Sunday 2 August 2015

* "I am a stranger on the earth..."

All of Vincent Van Gogh's paintings are important but 'Landscape in the Rain at Auvers' means the most to me.

It's a striking double canvas, slightly larger than an opened-out gatefold LP sleeve, depicting a broad country panorama being pummelled and pelted under a particularly brutal summer downpour.

Diagonal streaks of rain stripe the painting from top to bottom and much of the French wheat fields' colour has been sapped by the storm. Vincent's other late-period works glow with characteristic yellow-golds and rich greens, but this scene has surrendered to cold silvers and greys, dark blues and depressed ochres.

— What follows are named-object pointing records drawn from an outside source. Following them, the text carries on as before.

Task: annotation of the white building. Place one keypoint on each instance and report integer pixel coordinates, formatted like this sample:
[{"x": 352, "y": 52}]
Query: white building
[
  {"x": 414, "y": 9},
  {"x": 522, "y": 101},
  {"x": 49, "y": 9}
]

To stand face to face with the painting, now in peaceful retirement at the National Museum of Wales in Cardiff, is to square up to the artist's own tantrums. A knife has been used to slash the canvas. Thick paint has been pasted on, as if spitefully. Where some of Vincent's earlier, happier work comes bundled with concession and compromise and a nod to contemporary taste, this one does not. It's a last hurrah. It's immense. No filter.

It was hanging on the wall of Vincent's room at Café Ravoux in Auvers-sur-Oise, just north of Paris, as he lay dying from his self-inflicted gunshot wound. It was most likely completed on or slightly before 27 July 1890. Vincent died two days later aged 37, the poor, poor man.

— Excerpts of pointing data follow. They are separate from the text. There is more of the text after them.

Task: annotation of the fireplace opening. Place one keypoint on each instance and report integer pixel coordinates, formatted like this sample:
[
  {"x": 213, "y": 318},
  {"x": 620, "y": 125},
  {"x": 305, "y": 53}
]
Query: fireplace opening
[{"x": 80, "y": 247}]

'Landscape in the Rain at Auvers' continued to stand guard over its creator's corpse until the funeral but for unknown reasons it never went on to enter the possession of the Van Gogh family. Maybe it was squirreled away? Canvas impressions on the thick paint splashes suggest, to my untrained eye at least, that it was rolled up while still drying.

One day in the late 19th Century it came up for sale in Paris. The Davies sisters bought it, and later bequeathed it to their local gallery. The Van Gogh Museum in Amsterdam, probably scared by the broken provenance, has always distanced itself from this one. But they're fools.

This is Vincent laid bare. Forget crows. FUCK crows. What the fuck have crows got to do with anything? This is Vincent's full stop. And it's the saddest thing ever.

* The first words from Vincent's first Sunday sermon. Turnham Green, London. 29 October 1876.